Hola, Eva. Las mujeres y los hombres dejan de ser comunes cuando se lanzan.

Gracias, Gata. Pero aquí no se muere nadie.

Sí, Dusch: subirse a la roca más alta no lo hace cualquiera. Y la tropa Warner rebaja tensión.

Ay Fiebre, cómo eres. Huyes del agua como los gatos.

No, Medea, no desaparece del mapa: ahora son dos los que brillan.

Eso hacen estos dos, Pandora: zambullirsde del todo. Si no, la cosa no tiene gracia.

Joder, Toñín. No me digas que te has quedado sin palabras tú, que no callas ni debajo del agua (qué bien traído lo del agua, ¿eh?)

antonio dijo...

Me has jodido el verdadero comentario: era debajo del agua.
Muy bien repartidas las dosis de azúcar, acidez, humor y, sobre todo, esperanza de poder conseguir lo imposible. Eres un tramposo. (*)
Me lo he pasado en grande dejándome embaucar por tu fluida –nunca mejor dicho- prosa.
(*) Ya sé que sabes que tramposo no es un insulto, au contraire, mon petit enfant terrible.

Duschgel dijo...

Pues yo me he leído el texto, luego he escuchado la música y otra vez me lo he leido. Si no conozco ni el texto ni la música y los pongo a la vez, pierdo atención en uno de los dos bandos.

Antonio dijo...

A mí me ha ocurrido exactamente igual que a doña “Duschgel dijo...”.
Lo achacaba a que, los muy machos, únicamente podemos hacer una cosa de cada vez. Evidentemente, estaba en un error: soy mucho más femenino de lo que pensaba yo y Cortázar.

India Ning dijo...

Al final me vas a hacer creer que no tengo término medio. Aunque tú sabes, bien lo sabes, que tengo toda la razón.

Irreverens dijo...

A mí lo que me ha tocado la fibra es lo del desfile de la Warner... Ya te vale, mira que no citarme...

Con la lagrimita estoy.

Neuroscopetrix dijo...

Había leído "con la alegría se le ha caído un diente"...

Pues si somos unos cuantos los que estamos esperando para tirarnos.
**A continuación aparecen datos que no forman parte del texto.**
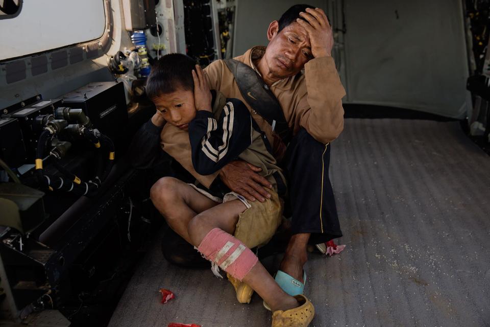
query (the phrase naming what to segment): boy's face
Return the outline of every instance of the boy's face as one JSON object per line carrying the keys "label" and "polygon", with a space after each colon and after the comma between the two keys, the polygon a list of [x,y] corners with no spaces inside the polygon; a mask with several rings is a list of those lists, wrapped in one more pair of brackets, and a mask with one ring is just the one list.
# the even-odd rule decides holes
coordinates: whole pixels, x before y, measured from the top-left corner
{"label": "boy's face", "polygon": [[195,116],[194,93],[192,91],[179,89],[152,100],[167,123],[187,130],[189,123]]}

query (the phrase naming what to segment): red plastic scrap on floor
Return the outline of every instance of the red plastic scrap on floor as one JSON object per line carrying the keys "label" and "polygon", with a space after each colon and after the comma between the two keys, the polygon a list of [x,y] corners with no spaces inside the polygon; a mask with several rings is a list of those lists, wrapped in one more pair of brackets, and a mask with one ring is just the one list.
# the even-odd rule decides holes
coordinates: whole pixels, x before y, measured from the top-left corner
{"label": "red plastic scrap on floor", "polygon": [[164,288],[160,289],[160,292],[162,293],[162,303],[166,303],[169,300],[175,297],[175,295],[171,291],[166,290]]}
{"label": "red plastic scrap on floor", "polygon": [[325,254],[330,256],[340,253],[346,248],[345,245],[337,245],[334,243],[333,240],[330,240],[326,243],[325,245],[327,246],[327,251],[325,252]]}

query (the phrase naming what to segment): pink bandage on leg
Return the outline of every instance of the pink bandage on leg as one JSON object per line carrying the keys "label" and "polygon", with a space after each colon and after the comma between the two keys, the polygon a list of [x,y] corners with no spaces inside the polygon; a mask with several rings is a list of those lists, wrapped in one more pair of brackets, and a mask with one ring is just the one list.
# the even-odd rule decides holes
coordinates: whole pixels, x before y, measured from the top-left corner
{"label": "pink bandage on leg", "polygon": [[198,250],[240,281],[258,261],[250,249],[219,228],[213,228],[208,233]]}

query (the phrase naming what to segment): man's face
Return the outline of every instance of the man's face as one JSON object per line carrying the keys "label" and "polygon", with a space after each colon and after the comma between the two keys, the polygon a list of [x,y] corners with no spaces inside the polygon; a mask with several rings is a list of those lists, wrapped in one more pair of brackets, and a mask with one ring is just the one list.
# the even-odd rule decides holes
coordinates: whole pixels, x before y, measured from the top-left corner
{"label": "man's face", "polygon": [[267,36],[270,42],[264,58],[270,72],[282,79],[299,73],[313,55],[310,38],[301,25],[295,21],[279,33],[278,29],[277,21],[269,27]]}
{"label": "man's face", "polygon": [[152,99],[157,110],[167,123],[187,130],[188,124],[195,117],[194,92],[178,89]]}

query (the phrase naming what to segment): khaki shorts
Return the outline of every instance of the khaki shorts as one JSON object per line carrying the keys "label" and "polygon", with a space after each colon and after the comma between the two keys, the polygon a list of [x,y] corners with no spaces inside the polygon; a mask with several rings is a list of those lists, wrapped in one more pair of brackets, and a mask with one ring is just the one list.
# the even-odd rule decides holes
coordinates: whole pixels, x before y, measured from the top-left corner
{"label": "khaki shorts", "polygon": [[243,203],[247,209],[238,216],[234,236],[249,249],[266,244],[281,224],[283,203],[277,193],[273,190],[267,189],[271,194],[271,198],[264,202],[249,202],[235,192],[227,193],[222,199],[213,196],[193,184],[189,185],[215,202],[222,203],[239,200]]}

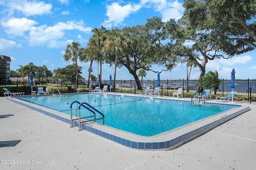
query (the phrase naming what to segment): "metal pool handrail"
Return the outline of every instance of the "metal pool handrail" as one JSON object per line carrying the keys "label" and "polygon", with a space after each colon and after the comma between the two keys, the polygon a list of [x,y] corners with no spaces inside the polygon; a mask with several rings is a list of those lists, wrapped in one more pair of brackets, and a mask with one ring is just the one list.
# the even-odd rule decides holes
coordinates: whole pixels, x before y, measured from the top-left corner
{"label": "metal pool handrail", "polygon": [[[79,106],[78,106],[78,118],[73,119],[73,118],[72,118],[72,105],[74,103],[78,103],[80,105],[79,105]],[[84,106],[84,104],[85,104],[86,105],[87,105],[87,106],[89,106],[89,107],[91,108],[93,110],[94,110],[95,111],[96,111],[97,113],[100,113],[100,115],[101,115],[102,116],[102,117],[96,119],[96,116],[95,112],[94,111],[93,111],[93,110],[92,110],[91,109],[90,109],[90,108],[89,108],[88,107]],[[81,118],[80,117],[80,108],[81,106],[83,106],[87,110],[89,110],[89,111],[90,111],[91,112],[92,112],[92,113],[93,113],[94,115],[93,115],[92,116],[88,116],[88,117],[84,117]],[[103,124],[104,124],[104,118],[105,118],[105,116],[102,113],[101,113],[101,112],[100,112],[100,111],[99,111],[97,109],[95,109],[95,108],[94,108],[94,107],[93,107],[92,106],[90,106],[90,105],[89,105],[89,104],[88,104],[88,103],[87,103],[86,102],[82,102],[82,103],[80,103],[80,102],[78,102],[78,101],[74,101],[73,102],[72,102],[72,103],[70,104],[70,127],[74,127],[74,126],[73,126],[73,125],[72,125],[73,121],[77,121],[78,120],[78,126],[79,126],[79,129],[78,129],[78,131],[82,131],[82,129],[81,129],[81,123],[82,124],[84,124],[86,122],[88,122],[88,121],[95,121],[96,120],[100,120],[100,119],[103,119]],[[82,121],[82,122],[81,121],[81,119],[86,119],[86,118],[87,118],[92,117],[94,117],[94,119],[93,119],[89,120],[86,120],[86,121]]]}
{"label": "metal pool handrail", "polygon": [[192,101],[192,100],[193,100],[193,98],[194,98],[194,97],[195,97],[195,96],[196,96],[196,94],[197,93],[197,96],[198,96],[199,94],[198,93],[198,91],[196,91],[196,92],[195,93],[195,94],[194,94],[194,95],[193,95],[193,96],[192,96],[192,98],[191,98],[191,101]]}
{"label": "metal pool handrail", "polygon": [[60,90],[59,90],[59,89],[58,88],[58,87],[54,87],[53,88],[52,88],[52,95],[53,95],[54,94],[54,88],[56,88],[57,90],[58,90],[58,91],[59,92],[59,93],[60,94],[60,96],[61,96],[61,94],[60,94]]}

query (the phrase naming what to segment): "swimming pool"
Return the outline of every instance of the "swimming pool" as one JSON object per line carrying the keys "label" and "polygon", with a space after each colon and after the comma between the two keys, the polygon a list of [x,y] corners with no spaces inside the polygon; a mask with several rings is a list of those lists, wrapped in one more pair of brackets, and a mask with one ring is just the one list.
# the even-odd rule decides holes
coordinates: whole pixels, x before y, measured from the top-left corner
{"label": "swimming pool", "polygon": [[[90,93],[84,93],[84,94],[90,94]],[[83,93],[83,94],[84,94]],[[64,104],[63,102],[65,101],[64,100],[65,98],[68,98],[71,96],[73,96],[74,97],[77,97],[78,96],[77,96],[76,94],[66,94],[66,95],[62,95],[61,97],[59,95],[52,96],[51,95],[39,96],[28,96],[29,97],[28,98],[28,99],[30,98],[31,102],[33,100],[34,102],[35,101],[37,101],[38,103],[37,104],[33,104],[30,102],[20,100],[20,98],[18,98],[16,97],[6,97],[5,98],[7,100],[23,106],[70,125],[70,115],[69,115],[69,112],[67,110],[69,108],[68,104],[66,104],[65,105],[65,103],[67,102],[65,102]],[[178,105],[180,103],[182,103],[182,105],[181,106],[182,106],[181,107],[181,108],[182,109],[180,110],[183,109],[184,108],[183,106],[185,105],[184,103],[187,103],[191,104],[190,99],[186,98],[158,98],[157,97],[153,97],[152,96],[141,97],[133,95],[131,94],[119,94],[113,93],[103,94],[102,94],[94,93],[94,95],[97,95],[94,96],[94,97],[96,97],[96,98],[92,98],[89,97],[89,96],[84,96],[84,101],[90,102],[92,101],[92,103],[95,104],[98,104],[97,102],[100,102],[99,101],[100,101],[100,105],[101,106],[101,107],[102,107],[104,105],[104,102],[105,101],[110,100],[111,98],[112,98],[112,96],[116,97],[115,100],[113,99],[112,99],[111,104],[108,104],[109,107],[111,107],[111,109],[113,109],[113,106],[121,104],[119,103],[120,102],[126,104],[125,105],[127,106],[128,106],[128,104],[132,104],[132,107],[134,106],[134,104],[135,103],[138,104],[139,106],[138,101],[144,101],[144,103],[147,103],[147,106],[153,105],[154,106],[153,107],[153,110],[157,110],[157,109],[159,107],[158,105],[158,104],[162,102],[162,104],[167,105],[166,103],[167,102],[171,102],[170,103],[172,103],[172,101],[175,101],[175,103],[172,103],[172,104],[169,104],[170,106],[169,106],[170,107],[172,105],[174,105],[175,110],[177,110],[176,107],[178,107],[178,105]],[[48,96],[53,97],[49,98],[49,99],[51,99],[50,100],[46,100],[46,99],[47,98],[46,97]],[[126,101],[126,102],[125,99],[126,97],[129,97],[131,98],[129,99],[130,100]],[[102,100],[98,100],[99,98],[97,98],[99,97],[103,98]],[[37,98],[37,99],[36,99],[36,98]],[[73,99],[78,100],[79,99],[74,98]],[[146,100],[142,100],[142,99],[146,99]],[[62,100],[64,100],[63,101],[61,102]],[[44,100],[45,100],[45,101],[44,102]],[[93,103],[94,101],[93,100],[96,100],[94,102],[94,103]],[[138,101],[136,101],[136,100]],[[124,102],[126,102],[124,103]],[[155,103],[155,104],[152,104],[152,102]],[[51,104],[56,104],[56,105],[60,107],[60,109],[62,110],[66,110],[65,111],[68,111],[67,113],[68,113],[57,111],[46,107],[42,107],[42,106],[45,104],[46,104],[48,106],[50,106]],[[214,115],[208,116],[206,118],[196,121],[192,123],[188,123],[188,124],[182,126],[180,127],[168,130],[167,131],[154,136],[147,137],[137,135],[133,133],[127,132],[120,130],[119,129],[102,125],[100,123],[92,123],[82,125],[82,129],[85,131],[81,131],[81,132],[89,132],[111,141],[113,142],[135,149],[144,150],[173,149],[198,137],[217,126],[250,110],[249,106],[246,106],[246,105],[243,105],[241,104],[230,104],[216,102],[216,101],[213,102],[213,100],[209,100],[205,102],[204,104],[206,105],[205,106],[202,105],[197,106],[202,107],[202,106],[210,107],[210,106],[207,106],[207,105],[210,105],[212,106],[224,106],[229,107],[234,107],[233,109],[228,109],[225,111],[222,111]],[[131,107],[130,106],[128,107],[130,108]],[[140,108],[142,107],[140,107]],[[167,109],[167,110],[168,111],[169,109]],[[113,109],[112,109],[112,110],[113,110]],[[151,112],[151,110],[150,110]],[[81,111],[81,112],[83,111]],[[74,112],[74,111],[73,113],[75,114]],[[104,113],[104,111],[103,111],[103,112]],[[159,112],[160,113],[160,112]],[[150,113],[148,112],[147,113],[147,114],[149,113]],[[118,115],[119,115],[117,116],[118,117]],[[162,116],[161,114],[158,115],[159,116],[159,117],[161,117],[160,116]],[[170,117],[168,116],[168,119],[170,118]],[[147,120],[148,120],[148,119],[147,119]],[[126,122],[124,122],[124,123],[126,123]],[[139,123],[139,122],[136,122],[136,123],[134,123],[134,126],[136,126],[137,124]],[[161,123],[160,123],[160,124],[161,125]],[[78,126],[78,122],[76,122],[75,125],[76,127]],[[81,133],[82,133],[82,132]],[[102,140],[102,144],[105,145],[105,141]]]}
{"label": "swimming pool", "polygon": [[[86,102],[104,115],[105,125],[146,137],[160,135],[237,107],[95,93],[18,98],[68,115],[73,102]],[[72,106],[74,116],[78,116],[78,106],[75,104]],[[81,117],[92,115],[82,107],[80,112]],[[96,118],[100,116],[96,114]],[[98,121],[103,123],[102,120]]]}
O lo hemos hecho pero nos hemos dado un guarrazo contra las rocas.

Un beso.

Duschgel dijo...

Antonio, ¡a que te mato un poquito! ¡Qué femenino, masculino ni qué ocho cuartos, hombre de Dios! Es evidente que para concentrarse como es debido en algo hay que estar por el asunto en cuestión.

De todos modos, los hombres tenéis femineidad por definición: las mujeres tienen cromosomas XX y los hombres XY. Ahora dime tú quién es costilla de quién.

Por cierto, Irreverens: ¡qué razón tienes, hija mía! Otro día fíjate más, Paseante.

Y ya lo dejo, que el señor de esta casa me va a poner de cara a la pared.

Uy, mejor no pensar en eso, ¡juas!

Neuroscopetrix dijo...

jaja. Me ha hecho gracia tu comentario a Gata "Gracias pero aquí no se muere nadie".
Te pasa como a mí.

Un paseante dijo...

Ya me extrañaba, Toñín. Gracias por lo de tramposo y embaucador: también ellas reconocen esas habilidades mías. Y otras. En cuanto a la música, te recordaré que hace más de veinte años te grabé una cinta de estos señores. Pero como ya no me quieres como antes, ni te acuerdas, ladrón. Por cierto... ese señor de bigote y sombrero que asoma entre tus sábanas... ¡ah, don José Luis López Vázquez! Usted perdone.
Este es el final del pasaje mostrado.